Kari Jobe’s new album came out this week, and there is a song entitled, ‘Find You On My Knees’ which has been my theme song through this time. With no voice and no physical strength, I have literally been in silence, been in absolute rest. Until my sweet husband comes home, then he sits real close to me as I try and talk to him whispering every word which are barely audible. He is so sweet and patient. Thank you Griffin for your care and love. In sickness and in health he loves me.
But what I have been seeking is that through this season, however long it is, I want to learn something, I want to grow closer with my Abba Father. Clearly He wants my full attention, and doesn’t want me to talk at all.
So I have been fervently reading His word, trying to be still, turn off the busyness of my mind and sitting in His presence.
I have been having devotionals like this:
There is no music during a musical rest, but the rest is part of the making of the music. In the melody of our life, the music is separated here and there by rests.
Just as nature is bathed in dew, the Lord renews His people – Spiritual refreshment. Quietness and stillness bring the dew. This comes from quietly lingering in the Master’s presence. Absolute Rest. And the grace of God does not come forth to bring rest and renewal to our soul until we completely reach the point of stillness before Him. – Streams in the Desert
He has revealed scriptures to me like this:
Psalm 46:1, “But He allows trouble to pursue us, as though He were indifferent to its’ overwhelming pressure, so we may be brought to the end of ourselves.”
1 Peter 5:10, “The God of all grace, who called you to His eternal glory in Christ, after you have suffered a little while, will Himself restore you and make you strong, firm, and steadfast.”
Luke 22:42, “Not my will, but Yours be done.”
Luke 8:48, “Daughter, your faith has healed you. Go in peace.” (my favorite Bible story)
Mark 4:39, “Quiet! Be still.”
Job 34:29, “He giveth quietness.”
I am learning that “we are tempted to look at our joys, pleasures, passions, or our dreams, with too much self-satisfaction. Then through His gracious love He withdraws them, leading us to distinguish between them and Himself.”
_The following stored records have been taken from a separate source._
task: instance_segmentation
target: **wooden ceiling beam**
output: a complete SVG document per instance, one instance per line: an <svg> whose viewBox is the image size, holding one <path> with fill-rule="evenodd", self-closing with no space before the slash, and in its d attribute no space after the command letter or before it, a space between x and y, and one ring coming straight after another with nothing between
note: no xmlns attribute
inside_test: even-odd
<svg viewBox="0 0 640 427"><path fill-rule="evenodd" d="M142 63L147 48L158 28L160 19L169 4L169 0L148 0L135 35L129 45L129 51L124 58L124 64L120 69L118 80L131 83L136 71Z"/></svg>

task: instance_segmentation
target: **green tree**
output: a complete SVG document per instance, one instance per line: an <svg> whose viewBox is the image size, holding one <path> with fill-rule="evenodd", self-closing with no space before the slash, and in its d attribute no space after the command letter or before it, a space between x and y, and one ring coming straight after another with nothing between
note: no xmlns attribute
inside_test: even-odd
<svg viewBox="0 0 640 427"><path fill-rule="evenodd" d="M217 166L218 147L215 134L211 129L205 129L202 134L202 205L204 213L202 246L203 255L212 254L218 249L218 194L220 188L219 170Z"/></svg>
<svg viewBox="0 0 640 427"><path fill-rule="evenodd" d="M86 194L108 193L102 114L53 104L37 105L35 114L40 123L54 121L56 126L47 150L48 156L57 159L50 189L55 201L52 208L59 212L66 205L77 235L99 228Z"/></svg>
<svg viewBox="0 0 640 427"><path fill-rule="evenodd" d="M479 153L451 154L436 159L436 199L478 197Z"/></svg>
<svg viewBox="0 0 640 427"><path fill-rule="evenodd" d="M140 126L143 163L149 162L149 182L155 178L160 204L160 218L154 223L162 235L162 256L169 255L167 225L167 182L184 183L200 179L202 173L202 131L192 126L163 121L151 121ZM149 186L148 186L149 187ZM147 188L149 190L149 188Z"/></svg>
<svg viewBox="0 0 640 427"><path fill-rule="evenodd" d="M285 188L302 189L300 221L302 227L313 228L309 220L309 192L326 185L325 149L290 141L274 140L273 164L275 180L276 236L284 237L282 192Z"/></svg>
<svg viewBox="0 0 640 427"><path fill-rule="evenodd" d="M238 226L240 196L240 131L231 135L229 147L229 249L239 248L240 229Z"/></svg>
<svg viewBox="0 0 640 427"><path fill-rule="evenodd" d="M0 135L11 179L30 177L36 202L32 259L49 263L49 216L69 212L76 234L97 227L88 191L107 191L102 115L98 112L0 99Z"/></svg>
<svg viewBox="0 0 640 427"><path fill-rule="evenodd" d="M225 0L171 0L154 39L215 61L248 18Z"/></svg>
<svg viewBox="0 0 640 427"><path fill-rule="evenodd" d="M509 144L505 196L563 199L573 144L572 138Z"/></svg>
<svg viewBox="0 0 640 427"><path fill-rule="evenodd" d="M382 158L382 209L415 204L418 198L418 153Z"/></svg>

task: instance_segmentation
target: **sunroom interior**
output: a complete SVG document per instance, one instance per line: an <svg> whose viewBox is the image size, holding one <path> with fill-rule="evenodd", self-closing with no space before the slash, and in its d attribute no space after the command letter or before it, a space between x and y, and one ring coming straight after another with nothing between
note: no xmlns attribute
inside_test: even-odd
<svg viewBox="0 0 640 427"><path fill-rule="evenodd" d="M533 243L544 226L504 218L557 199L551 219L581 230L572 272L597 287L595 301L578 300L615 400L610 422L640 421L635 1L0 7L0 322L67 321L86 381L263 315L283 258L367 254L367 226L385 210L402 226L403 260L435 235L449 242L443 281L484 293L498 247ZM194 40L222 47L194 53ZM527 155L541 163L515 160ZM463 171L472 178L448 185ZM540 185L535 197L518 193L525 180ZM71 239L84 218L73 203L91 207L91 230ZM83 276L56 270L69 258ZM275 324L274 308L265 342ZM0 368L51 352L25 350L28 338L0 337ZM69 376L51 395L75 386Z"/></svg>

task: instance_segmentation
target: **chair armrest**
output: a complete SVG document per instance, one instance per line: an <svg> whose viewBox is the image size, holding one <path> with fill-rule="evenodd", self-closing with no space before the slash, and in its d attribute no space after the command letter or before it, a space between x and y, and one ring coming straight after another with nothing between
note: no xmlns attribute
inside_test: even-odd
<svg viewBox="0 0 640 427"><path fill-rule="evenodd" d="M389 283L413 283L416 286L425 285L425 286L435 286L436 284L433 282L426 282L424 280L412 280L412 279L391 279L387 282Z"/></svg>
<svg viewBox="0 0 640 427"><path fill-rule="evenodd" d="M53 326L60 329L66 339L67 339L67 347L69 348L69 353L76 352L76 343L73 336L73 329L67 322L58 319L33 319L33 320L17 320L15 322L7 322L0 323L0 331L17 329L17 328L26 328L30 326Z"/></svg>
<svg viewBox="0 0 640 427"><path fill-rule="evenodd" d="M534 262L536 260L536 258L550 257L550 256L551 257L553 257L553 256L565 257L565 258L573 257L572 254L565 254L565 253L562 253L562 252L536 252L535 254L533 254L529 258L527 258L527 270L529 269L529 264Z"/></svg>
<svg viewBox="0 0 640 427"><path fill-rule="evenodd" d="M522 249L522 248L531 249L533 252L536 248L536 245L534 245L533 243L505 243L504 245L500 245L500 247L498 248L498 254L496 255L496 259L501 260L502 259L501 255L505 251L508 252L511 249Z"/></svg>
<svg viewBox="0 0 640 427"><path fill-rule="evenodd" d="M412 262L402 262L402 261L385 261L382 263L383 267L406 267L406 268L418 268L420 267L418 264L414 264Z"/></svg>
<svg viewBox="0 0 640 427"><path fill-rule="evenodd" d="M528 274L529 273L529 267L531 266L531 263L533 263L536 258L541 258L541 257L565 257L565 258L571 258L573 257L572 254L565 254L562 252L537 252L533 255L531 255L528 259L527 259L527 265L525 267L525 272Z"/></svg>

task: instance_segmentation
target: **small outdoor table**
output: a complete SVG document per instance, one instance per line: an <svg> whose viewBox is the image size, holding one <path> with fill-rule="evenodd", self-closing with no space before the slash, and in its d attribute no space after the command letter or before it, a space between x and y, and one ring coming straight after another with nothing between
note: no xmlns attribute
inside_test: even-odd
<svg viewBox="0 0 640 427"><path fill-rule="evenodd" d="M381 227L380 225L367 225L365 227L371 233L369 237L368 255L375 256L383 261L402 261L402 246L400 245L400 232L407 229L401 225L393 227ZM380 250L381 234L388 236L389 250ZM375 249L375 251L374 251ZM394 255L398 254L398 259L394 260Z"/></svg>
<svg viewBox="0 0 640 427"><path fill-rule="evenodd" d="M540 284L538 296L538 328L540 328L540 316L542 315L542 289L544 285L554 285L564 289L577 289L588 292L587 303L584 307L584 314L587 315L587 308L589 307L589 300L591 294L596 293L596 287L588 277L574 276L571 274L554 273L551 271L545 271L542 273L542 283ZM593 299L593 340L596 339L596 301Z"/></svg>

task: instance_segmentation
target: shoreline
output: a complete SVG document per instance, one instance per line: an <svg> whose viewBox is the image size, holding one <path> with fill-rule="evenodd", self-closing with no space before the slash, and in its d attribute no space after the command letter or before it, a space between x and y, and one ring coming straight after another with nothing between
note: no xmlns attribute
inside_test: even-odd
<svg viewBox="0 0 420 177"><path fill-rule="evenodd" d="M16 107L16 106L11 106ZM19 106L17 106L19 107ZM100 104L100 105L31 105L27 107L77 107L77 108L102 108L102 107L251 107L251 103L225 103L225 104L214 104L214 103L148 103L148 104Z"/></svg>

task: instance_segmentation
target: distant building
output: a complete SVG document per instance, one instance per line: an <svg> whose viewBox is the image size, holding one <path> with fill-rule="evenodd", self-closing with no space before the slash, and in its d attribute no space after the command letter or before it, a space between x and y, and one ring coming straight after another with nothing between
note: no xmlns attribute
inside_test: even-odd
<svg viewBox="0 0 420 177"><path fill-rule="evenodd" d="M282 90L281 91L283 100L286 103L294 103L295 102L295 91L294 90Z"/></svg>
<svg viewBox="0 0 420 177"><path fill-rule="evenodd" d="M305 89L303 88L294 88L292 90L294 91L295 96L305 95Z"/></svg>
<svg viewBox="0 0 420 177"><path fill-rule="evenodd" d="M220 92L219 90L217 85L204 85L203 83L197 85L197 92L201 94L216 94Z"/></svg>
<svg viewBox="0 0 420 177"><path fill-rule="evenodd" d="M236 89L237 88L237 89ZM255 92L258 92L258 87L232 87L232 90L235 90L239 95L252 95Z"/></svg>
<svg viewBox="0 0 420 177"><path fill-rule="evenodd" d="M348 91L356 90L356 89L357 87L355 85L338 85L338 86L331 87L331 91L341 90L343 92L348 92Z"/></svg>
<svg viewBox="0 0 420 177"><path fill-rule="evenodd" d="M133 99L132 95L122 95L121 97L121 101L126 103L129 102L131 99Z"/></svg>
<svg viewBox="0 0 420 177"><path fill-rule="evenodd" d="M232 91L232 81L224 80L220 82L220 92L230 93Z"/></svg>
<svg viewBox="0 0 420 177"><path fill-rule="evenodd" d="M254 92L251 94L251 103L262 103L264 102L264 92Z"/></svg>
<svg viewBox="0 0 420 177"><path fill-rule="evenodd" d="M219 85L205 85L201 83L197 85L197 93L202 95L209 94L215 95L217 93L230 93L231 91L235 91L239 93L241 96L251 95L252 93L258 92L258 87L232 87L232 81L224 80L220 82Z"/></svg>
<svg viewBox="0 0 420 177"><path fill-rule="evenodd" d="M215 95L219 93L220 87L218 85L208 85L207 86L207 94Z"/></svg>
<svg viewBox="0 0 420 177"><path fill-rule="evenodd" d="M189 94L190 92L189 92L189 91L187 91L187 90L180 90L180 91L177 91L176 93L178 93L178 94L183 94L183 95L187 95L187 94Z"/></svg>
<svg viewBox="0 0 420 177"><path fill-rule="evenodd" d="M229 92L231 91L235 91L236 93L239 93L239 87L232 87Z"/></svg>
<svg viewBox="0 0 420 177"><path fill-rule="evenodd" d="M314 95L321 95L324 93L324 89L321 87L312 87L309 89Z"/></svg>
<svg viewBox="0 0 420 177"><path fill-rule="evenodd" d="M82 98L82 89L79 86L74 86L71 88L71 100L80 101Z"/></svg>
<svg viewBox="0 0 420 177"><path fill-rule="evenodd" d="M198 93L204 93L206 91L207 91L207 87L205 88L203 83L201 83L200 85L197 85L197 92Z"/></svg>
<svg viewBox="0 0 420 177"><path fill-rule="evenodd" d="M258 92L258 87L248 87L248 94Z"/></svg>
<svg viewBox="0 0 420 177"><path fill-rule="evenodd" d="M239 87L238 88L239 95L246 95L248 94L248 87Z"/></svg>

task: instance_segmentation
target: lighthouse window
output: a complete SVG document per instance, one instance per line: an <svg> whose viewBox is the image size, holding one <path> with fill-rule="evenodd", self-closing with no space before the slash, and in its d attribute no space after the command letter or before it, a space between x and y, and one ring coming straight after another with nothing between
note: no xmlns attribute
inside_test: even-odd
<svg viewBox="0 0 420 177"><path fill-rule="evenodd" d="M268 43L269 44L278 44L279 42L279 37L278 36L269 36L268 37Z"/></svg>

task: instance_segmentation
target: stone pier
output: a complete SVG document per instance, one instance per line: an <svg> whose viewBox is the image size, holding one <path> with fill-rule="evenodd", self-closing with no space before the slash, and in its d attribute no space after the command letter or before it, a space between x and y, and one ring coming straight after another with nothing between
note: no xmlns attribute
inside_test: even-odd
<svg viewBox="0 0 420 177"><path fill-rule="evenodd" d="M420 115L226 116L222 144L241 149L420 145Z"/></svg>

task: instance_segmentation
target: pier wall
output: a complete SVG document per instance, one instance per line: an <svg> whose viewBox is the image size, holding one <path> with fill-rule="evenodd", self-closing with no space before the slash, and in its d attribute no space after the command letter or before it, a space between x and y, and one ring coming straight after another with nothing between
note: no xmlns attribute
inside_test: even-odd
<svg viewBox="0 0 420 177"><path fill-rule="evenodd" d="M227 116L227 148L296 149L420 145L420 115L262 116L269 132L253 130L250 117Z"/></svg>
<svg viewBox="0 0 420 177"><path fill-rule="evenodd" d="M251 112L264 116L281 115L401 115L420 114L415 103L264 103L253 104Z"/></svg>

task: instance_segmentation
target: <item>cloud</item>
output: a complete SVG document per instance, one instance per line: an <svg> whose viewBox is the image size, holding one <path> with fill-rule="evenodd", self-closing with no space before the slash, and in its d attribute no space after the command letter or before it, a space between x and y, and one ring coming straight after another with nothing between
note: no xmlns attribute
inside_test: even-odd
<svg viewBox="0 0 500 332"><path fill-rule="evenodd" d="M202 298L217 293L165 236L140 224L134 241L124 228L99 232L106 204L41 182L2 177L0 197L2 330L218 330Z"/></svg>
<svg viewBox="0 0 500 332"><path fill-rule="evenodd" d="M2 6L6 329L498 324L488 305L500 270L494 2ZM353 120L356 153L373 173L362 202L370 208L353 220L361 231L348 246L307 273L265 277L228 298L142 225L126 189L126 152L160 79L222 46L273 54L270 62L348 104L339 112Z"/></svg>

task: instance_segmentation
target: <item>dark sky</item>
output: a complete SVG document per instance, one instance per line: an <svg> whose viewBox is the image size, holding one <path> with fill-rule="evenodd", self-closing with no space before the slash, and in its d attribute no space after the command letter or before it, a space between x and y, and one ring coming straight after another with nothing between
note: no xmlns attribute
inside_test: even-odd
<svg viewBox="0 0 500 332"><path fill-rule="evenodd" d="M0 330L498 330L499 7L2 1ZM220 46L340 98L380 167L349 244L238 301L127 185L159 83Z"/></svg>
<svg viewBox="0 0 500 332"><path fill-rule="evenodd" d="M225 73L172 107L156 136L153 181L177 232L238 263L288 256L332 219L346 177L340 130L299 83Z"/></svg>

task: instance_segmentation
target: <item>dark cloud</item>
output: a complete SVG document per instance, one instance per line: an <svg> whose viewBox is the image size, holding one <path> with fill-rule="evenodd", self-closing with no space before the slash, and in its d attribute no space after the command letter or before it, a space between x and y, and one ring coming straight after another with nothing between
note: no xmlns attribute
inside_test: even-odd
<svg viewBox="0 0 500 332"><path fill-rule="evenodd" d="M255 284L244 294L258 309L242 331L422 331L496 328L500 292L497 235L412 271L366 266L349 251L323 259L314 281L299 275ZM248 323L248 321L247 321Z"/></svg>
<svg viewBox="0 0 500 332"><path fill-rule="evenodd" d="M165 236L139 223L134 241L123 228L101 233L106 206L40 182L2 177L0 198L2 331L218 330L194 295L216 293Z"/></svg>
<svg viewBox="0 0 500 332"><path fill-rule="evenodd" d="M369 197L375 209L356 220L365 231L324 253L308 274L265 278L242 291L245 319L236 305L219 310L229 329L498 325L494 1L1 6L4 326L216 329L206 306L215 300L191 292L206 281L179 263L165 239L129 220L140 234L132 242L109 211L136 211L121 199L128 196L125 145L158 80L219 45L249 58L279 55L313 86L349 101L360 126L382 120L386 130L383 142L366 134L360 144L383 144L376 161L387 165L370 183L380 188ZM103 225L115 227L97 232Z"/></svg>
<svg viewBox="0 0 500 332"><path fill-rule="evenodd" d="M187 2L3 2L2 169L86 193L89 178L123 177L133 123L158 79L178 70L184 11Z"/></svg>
You see I have been striving, asking, begging God to take me deeper with Him, reveal Himself to me in a fresh way. Why would I not think to get to that deeper level might bring some pain? That it might bring a dry time? It is so easy in a busy life to focus back on yourself. “Look at all the things I’m doing. Look how God is using me. etc.” But it still has nothing to do with you, it has nothing to do with me. Praise him for allowing you and me to be used. Worship Him and be HUMBLED that He has given you certain gifts that no one else can use like you can.
In these moments where I have been quiet I here: Be still. Be present. Don’t look to the future, be right here. Be content. Be satisfied with Me. I hear Listen: to people, to your husband’s heart more, to the world’s hurts, to the beauty of creation, for My voice, for MY song…not your song.
And so for this I am thankful for this time of “sickness”. Because in this I am healed, I am restored, and I am refreshed by Jesus Christ.